Prediction of High-Altitude Pulmonary Edema Based on Resampling and Ensemble Learning
摘要
Objective: Since High Altitude Pulmonary Edema (HAPE) has a rapid onset and fast progression-posing serious health risks-and research on HAPE prediction remains limited, this study employs an ensemble learning and resampling approach to develop a HAPE risk prediction model, aiming to enhance predictive efficiency. Methods: The HAPE dataset was constructed based on 674 subjects, covering demographic data, vital signs and biochemical indicators. Under-sampling, Synthetic Minority Over-sampling Technique (SMOTE), Adaptive Synthetic Sampling (ADASYN), and a combination of SMOTE and Edited Nearest Neighbors (SMOTE+ENN), were applied to address data imbalance. Stacking generalization was employed to develop an ensemble prediction model (MLP+GB+RF-Logistic), using Multilayer Perceptron (MLP), Gradient Boosting (GB), and Random Forest (RF) as base learners, with Logistic Regression serving as the meta-learner, for predicting the risk of HAPE. Results: 46 clinical features associated with HAPE, such as neutrophils, leukocytes, and monocyte percentage, were identified.
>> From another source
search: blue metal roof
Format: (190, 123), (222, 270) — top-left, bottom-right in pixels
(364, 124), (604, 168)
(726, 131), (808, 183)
Among the resampling methods, SMOTE+ENN showed the most improvement. For the ensemble models, the MLP+GB+RF-Logistic model achieved the highest AUC and Recall, with an AUC value of \(0.926 \pm 0.015\) . Furthermore, model interpretability was analyzed using the SHapley Additive exPlanations (SHAP) algorithm, identifying the top influential clinical features contributing to the prediction. Conclusions: This study developed an efficient ensemble learning model for HAPE risk prediction and identified key clinical features that markedly influence model performance. These findings provide a robust and interpretable basis for improving clinical decision-making related to HAPE.